What Recession? Wealthy Art Collectors Are Spending More Than Ever—and 3 More Takeaways From the New Art Basel and UBS Report
How are the extremely wealthy faring in a year of war, runaway inflation, and soaring energy costs? Pretty good, if their art collecting behavior is anything to go by. Spending is up, so too is the demand for expensive art.
That’s the broad picture presented by “A Survey of Global Collecting in 2022,” a report that Art Basel and investment bank UBS have co-authored since 2014. The report surveys more than 2,700 high-net-worth (HNW) collectors—defined as someone who spends a minimum of $10,000 on art annually—to assess what art collectors are buying, how they are doing so, and, to a certain extent, why.
“Despite the volatile context, HNW collectors have shown amazing resilience,” Clare McAndrew, author of the report, told Artnet News, “they undoubtedly feel that art is a relative safe haven or store of value in turbulent financial times.”
Here are four takeaways from the report.
Momentum builds across categories
After a pandemic-induced slump, cross-border art trading has rebounded in the past two years. Global imports and exports grew from 2020 to 2021 (41 percent and 38 percent, respectively), momentum that has continued this year and which, if maintained, will likely reach record levels. This correlates with HNW collector spending. Put simply, spending increased in all markets and across all generations.
Median expenditure—$180,000—was higher than in 2021, essentially returning to pre-pandemic numbers. The share of purchases valued north of $1 million also grew, from 12 percent in 2021 to 23 percent, an increase enabled by the full return of auction house sales and art fairs.
The pandemic has had a mixed impact
The effect the pandemic has had on collecting behaviors remains uncertain. On the one hand, the art fair, a spectacle many anticipated might diminish in number and popularity post-pandemic, is back with 74 percent of surveyed collectors buying at events. On the other hand, the digital habits developed over the past two years remain and online sales hit $12.4 billion, their highest-ever level. Indeed, 37 percent of collectors now prefer to buy work online, up eight points from 2020.
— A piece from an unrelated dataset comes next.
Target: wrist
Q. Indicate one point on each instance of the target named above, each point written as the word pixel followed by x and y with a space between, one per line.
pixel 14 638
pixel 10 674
“The art trade itself has been instrumental here in improving the experience collectors have online,” McAndrew said, “and the pandemic gave more people the chance to try it out.” The pandemic also seems to have reminded wealthy collectors of the financial plight of cultural institutions with 45 percent intending to donate work in the coming year. Less than 30 percent said the same in 2020.
NFTs are a maturing collecting category
Despite the precipitous fall in Ethereum’s value and the volume of NFT trading descending from the giddy heights of 2021, crypto art endures as a stable collecting category. Most straightforwardly, the overall share allocated to digital art grew five percent year-on-year. That has led to NFTs making up nine percent of collections, outstripping film, video art, and photography in popularity. Brazil is most enthusiastic, with 65 percent of collectors planning to acquire NFTs in the coming year.
Overall, this propensity to collect NFTs is shared equally across generations—though, curiously, the median spending of Boomers was double that of Gen Z and triple that of millennial and Gen X buyers. Correspondingly, the average amount collectors are spending on NFTs has increased, reaching a high of $46,000 with 12 percent spending more than $1 million.
Environmental concerns are important to collectors, but…
HNW collectors are simultaneously motivated by sustainability concerns in purchasing and managing work and unconcerned by the environmental impact of traveling to see work in person. Nearly 60 percent of collectors were willing to pay a 25 percent premium for sustainability, but 77 percent plan to travel more to art-related events in the coming year, though the report identifies a slight shift toward more local events.
“When it comes to purchasing, collecting, researching, shipping collectors will pay more for sustainable options,” said McAndrew, “but there’s a limit and there needs to be more options.”